Creio ser de conhecimento geral que houveram, também, dezenas e centenas de manifestações de ódio contra o tema da redação. Mais do que isso, a tentativa de desqualificação através de adjetivações de que o exame seria marxista e de esquerda. Lamentável que discutir e garantir dignidade à vida humana, seja uma pauta vista exclusivamente como de esquerda e marxista. Apesar de eu me incluir nestes dois campos, lamento realmente que não seja encarada e pautada como um problema coletivo, que precisa ser superado para muito além dos 9 anos da "Lei Maria da Penha" (Lei Nº 11.340/2006).
Negar a violência contra as mulheres, não pensar sobre as raízes profundas de sua persistência, é somar-se ao coro dos opressores e opressoras e mais do que isso, naturalizar os milhares de cadáveres de mulheres, fruto dessas violência, mas bem antes disso, as violências cotidianas que passam despercebidas e que precisam ser desveladas e combatidas. Sem dúvidas, o ENEM contribuir para reflexão em alguma medida.
Eu Sinceramente não me espanto com as várias manifestações distorcidas sobre a temática da redação e sobre a questão que envolvia Simone Beauvoir. Estamos em um momento em que a "ignorância" é planeja e executada com sucesso, seja por meio da educação ou por outros meios "religiosos".
ResponderExcluirSobre o nível do ENEM, é notório que o problema não é o nivel da prova, e sim o fracasso da educação em formar pessoas com conhecimento, informação e senso crítico. As aberrações que eu tenho visto sobre a citação da Filosofa são pavorosas, as pessoas não conseguem interpretar uma frase.
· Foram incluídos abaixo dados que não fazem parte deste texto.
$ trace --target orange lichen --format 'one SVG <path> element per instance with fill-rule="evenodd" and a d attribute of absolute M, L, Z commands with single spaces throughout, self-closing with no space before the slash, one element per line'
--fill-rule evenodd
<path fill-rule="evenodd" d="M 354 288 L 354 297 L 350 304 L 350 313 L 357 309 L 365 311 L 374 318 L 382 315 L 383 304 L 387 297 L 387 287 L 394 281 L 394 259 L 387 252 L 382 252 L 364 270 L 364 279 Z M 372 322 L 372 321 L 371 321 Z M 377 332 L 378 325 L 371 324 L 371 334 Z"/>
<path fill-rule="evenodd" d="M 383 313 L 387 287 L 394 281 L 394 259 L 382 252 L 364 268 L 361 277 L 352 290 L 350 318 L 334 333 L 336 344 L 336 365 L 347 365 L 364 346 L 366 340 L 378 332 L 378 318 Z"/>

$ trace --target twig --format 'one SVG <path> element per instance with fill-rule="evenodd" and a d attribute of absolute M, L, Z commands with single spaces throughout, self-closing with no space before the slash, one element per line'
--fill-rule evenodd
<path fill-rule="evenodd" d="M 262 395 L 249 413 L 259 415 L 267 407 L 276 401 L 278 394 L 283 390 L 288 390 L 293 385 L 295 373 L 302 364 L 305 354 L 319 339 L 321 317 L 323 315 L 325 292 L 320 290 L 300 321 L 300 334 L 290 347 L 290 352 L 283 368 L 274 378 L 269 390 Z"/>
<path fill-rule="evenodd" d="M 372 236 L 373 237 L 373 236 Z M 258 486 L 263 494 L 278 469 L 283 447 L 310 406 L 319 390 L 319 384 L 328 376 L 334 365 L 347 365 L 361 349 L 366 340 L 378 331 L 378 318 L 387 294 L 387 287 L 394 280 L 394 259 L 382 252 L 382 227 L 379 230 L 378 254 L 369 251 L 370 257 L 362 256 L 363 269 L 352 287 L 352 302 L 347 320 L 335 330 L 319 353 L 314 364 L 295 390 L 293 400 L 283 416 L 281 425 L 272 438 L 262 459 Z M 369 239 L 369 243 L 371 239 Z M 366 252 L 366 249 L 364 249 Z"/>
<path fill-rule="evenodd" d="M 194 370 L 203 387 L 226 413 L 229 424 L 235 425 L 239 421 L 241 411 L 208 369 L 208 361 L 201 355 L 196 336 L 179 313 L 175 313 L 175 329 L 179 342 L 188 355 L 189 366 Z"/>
O interessante é como as pessoas deturpam aquilo que lêem e ouvem e mais adiante como nossa sociedade e profissionais da educação vivem à margem do assuntos que fazem parte do dia a dia da Escola, como lidam com as questões de gênero na educação. Como psicóloga tenho me deparado com o despreparo e com situações que têm levado adolescentes a tendências de automotilacao porque não conseguem ser aceitas/os em sua realidade escolar. É isso que queremos para nossas/os filhas/os e alunas/os? Eu particularmente não! Quero uma educação e uma sociedade mais justa e igualitária, quero um mundo em que todas/os sejam aceitas/os e respeitadas/os em suas diferenças, inclusive independente de suas orientações sexuais. "Somos todos iguais, braços dados ou não" ... Sempre na resistência. Um viva ao tema da redação do ENEM. Fantástico!!!!